Ich hoffe, Euch Fans und mitlesenden Musikern hiermit einen kleinen Einblick in meinen Beruf gegeben zu haben und freue mich auf Rückmeldungen und Vorschläge. Habt Ihr Ergänzungen zu dieser Liste? Liege ich irgendwo falsch? Lasst es mich wissen!
Hi Florian,
du beleuchtest hier nur die Live Musik Seite. Die ist wichtig, aber viele Musiker leben auch vom Schreiben und Aufnehmen. Die Vernetzung im Business mit anderen Songschreibern und Verlagen, labels etc könnte man auch noch nennen. Aber nichts desto weniger ein guter Artikel mit Fleisch
Da hast Du natürlich recht. Mein Eindruck ist, dass den meisten Leuten überhaupt nicht bewusst ist, dass man auch als Komponist nicht unerhebliches Einkommen erzielen kann. Danke für den Hinweis!

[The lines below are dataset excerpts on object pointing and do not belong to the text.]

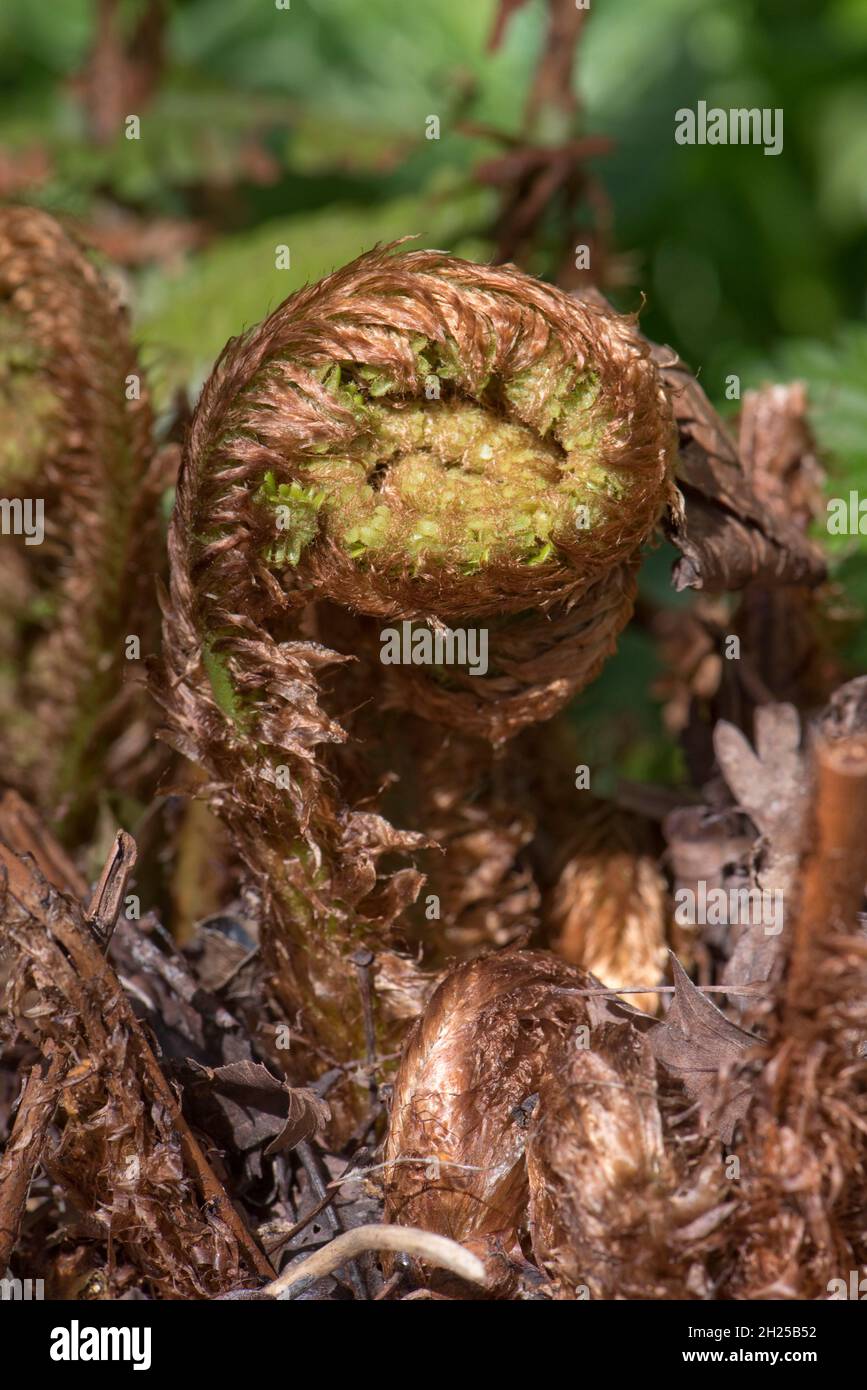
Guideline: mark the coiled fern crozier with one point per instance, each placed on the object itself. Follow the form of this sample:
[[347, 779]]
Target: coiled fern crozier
[[413, 439], [75, 442]]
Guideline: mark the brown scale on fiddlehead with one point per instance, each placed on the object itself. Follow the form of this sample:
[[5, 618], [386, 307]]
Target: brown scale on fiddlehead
[[75, 441], [414, 439]]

Die Vernetzung zwischen Musikern, Songschreibern und eigentlich allen anderen im Musikgeschäft könnte das Thema für einen ganz eigenen Artikel sein. Sollte ich eigentlich auch einmal beleuchten.
Ich freue mich übrigens schon auf Dein Album, bin gespannt!
Ein toller Artikel und ich gebe dir Recht, man darf den Fan nicht als Kunden sondern als Mensch sehen. Je emotionaler die Verbindung ist, desto einfacher wird auch die Vermarktung werden.